Single by Bryan Rice

from the album Confessional
- Released: 21 October 2005
- Length: 3:52
- Label: Boom!, EMI
- Songwriters: Jonas Schrøder, Lucas Sieber
- Producer: Chief 1

Bryan Rice singles chronology
|  | "No Promises" (2005) | "Homeless Heart" (2006) |

= No Promises (Bryan Rice song) =

2005 single by Bryan Rice

"No Promises" is a song by Danish singer Bryan Rice from his debut studio album, Confessional (2006). A common misunderstanding Is that, the song was recorded by Rice for the soundtrack of the Danish comedy film Nynne (2005). The song was a hit in Denmark in 2005 and 2006, peaking at number one on the Danish Airplay Chart. "No Promises" was the fourth-most-performed work by Danish songwriters in Denmark between 2000 and 2009 according to Danish performance-rights organisation KODA. The song had international success in a Shayne Ward cover, peaking at number two in the UK in 2006.

==Chart performance==
The song spent three non-consecutive weeks at number one on the Danish Airplay Chart. The song did not chart on the singles chart, because the chart did not allow singles only available as digital download to chart until 2007. In January 2007, "No Promises" was certified platinum by IFPI Denmark for sales of 15,000 digital downloads.

==Track listings==
- Digital download
1. "No Promises" – 3:52

- Digital download (remix)
2. "No Promises (remix)" (Weekend Wonderz club mix) – 6:25

- CD promo (remixes)
3. "No Promises" (Weekend Wonderz edit)
4. "No Promises" (Weekend Wonderz club mix)

==Charts==

| Chart (2006) | Peak position |
|---|---|
| Denmark Airplay (Tracklisten) | 1 |

==Certifications==

| Region | Certification | Certified units/sales |
| Denmark (IFPI Danmark) | Platinum | 8,000^{^} |
^{^} Shipments figures based on certification alone.

==Shayne Ward version==

"No Promises" was covered by the second United Kingdom X Factor winner Shayne Ward. The cover was released on 10 April 2006 and reached number two on the UK Singles Chart. It became Ward's second number-one single in Ireland and was the 10th best-selling single of 2006 there, and it was also successful in Sweden, peaking at number four in August 2006. It has sold over 200,000 copies in the UK, earning it a silver certification from the British Phonographic Industry.

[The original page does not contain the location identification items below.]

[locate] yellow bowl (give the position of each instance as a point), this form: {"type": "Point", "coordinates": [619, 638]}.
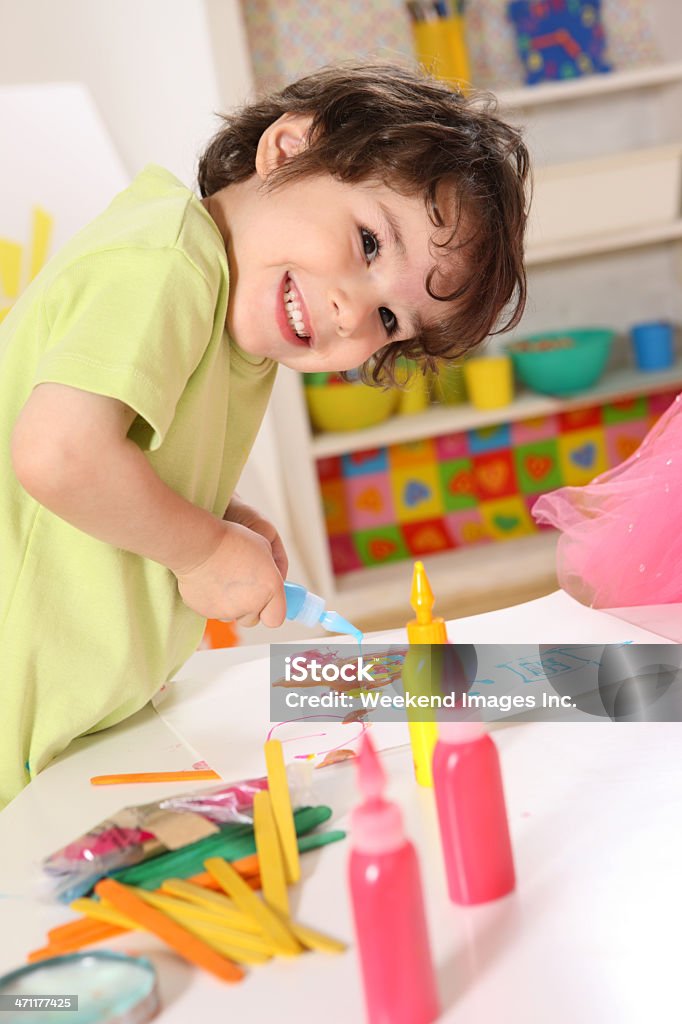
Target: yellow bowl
{"type": "Point", "coordinates": [349, 407]}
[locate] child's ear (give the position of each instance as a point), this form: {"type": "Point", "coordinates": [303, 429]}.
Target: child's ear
{"type": "Point", "coordinates": [281, 140]}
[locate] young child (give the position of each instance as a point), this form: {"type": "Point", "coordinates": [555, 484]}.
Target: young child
{"type": "Point", "coordinates": [360, 214]}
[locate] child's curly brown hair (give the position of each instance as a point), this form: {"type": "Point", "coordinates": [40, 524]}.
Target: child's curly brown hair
{"type": "Point", "coordinates": [394, 125]}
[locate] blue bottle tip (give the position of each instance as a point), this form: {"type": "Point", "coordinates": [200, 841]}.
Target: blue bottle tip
{"type": "Point", "coordinates": [335, 623]}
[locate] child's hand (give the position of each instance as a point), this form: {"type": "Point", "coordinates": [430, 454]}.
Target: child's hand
{"type": "Point", "coordinates": [239, 581]}
{"type": "Point", "coordinates": [246, 515]}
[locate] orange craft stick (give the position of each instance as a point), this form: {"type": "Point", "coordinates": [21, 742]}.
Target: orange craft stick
{"type": "Point", "coordinates": [72, 930]}
{"type": "Point", "coordinates": [76, 942]}
{"type": "Point", "coordinates": [187, 945]}
{"type": "Point", "coordinates": [201, 775]}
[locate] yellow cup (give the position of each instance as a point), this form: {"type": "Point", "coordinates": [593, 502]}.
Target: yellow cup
{"type": "Point", "coordinates": [489, 381]}
{"type": "Point", "coordinates": [440, 46]}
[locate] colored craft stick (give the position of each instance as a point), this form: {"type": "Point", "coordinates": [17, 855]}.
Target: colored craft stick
{"type": "Point", "coordinates": [247, 866]}
{"type": "Point", "coordinates": [312, 939]}
{"type": "Point", "coordinates": [316, 840]}
{"type": "Point", "coordinates": [76, 942]}
{"type": "Point", "coordinates": [240, 945]}
{"type": "Point", "coordinates": [96, 909]}
{"type": "Point", "coordinates": [72, 930]}
{"type": "Point", "coordinates": [282, 937]}
{"type": "Point", "coordinates": [201, 775]}
{"type": "Point", "coordinates": [203, 915]}
{"type": "Point", "coordinates": [209, 928]}
{"type": "Point", "coordinates": [187, 945]}
{"type": "Point", "coordinates": [279, 790]}
{"type": "Point", "coordinates": [217, 902]}
{"type": "Point", "coordinates": [232, 843]}
{"type": "Point", "coordinates": [269, 854]}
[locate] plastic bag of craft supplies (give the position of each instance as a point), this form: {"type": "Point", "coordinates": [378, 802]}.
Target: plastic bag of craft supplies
{"type": "Point", "coordinates": [208, 821]}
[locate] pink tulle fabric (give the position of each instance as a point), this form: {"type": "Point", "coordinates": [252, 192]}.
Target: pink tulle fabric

The video features Allie Crandell, who appeared alongside Whitney Port in her MTV spin-off The City. "No Promises" was performed on the last regular editions of CD:UK and Top of the Pops Reloaded in 2006.

===Track listings===
UK CD single
1. "No Promises"
2. "Unchained Melody" (live on The X Factor)
3. "A Million Love Songs" (live on The X Factor)
4. "Chat with Shayne"

European CD single
1. "No Promises"
2. "Easy to Love You"

===Charts===
====Weekly charts====

| Chart (2006) | Peak position |
|---|---|
| Czech Republic Airplay (ČNS IFPI) | 27 |
| Europe (Eurochart Hot 100) | 8 |
| Ireland (IRMA) | 1 |
| Norway (VG-lista) | 13 |
| Scotland Singles (OCC) | 2 |
| Slovakia Airplay (ČNS IFPI) | 34 |
| Sweden (Sverigetopplistan) | 4 |
| UK Singles (OCC) | 2 |

====Year-end charts====

| Chart (2006) | Position |
|---|---|
| Ireland (IRMA) | 10 |
| Sweden (Hitlistan) | 36 |
| UK Singles (OCC) | 16 |

===Certifications===

| Region | Certification | Certified units/sales |
| United Kingdom (BPI) | Silver | 200,000^{^} |
^{^} Shipments figures based on certification alone.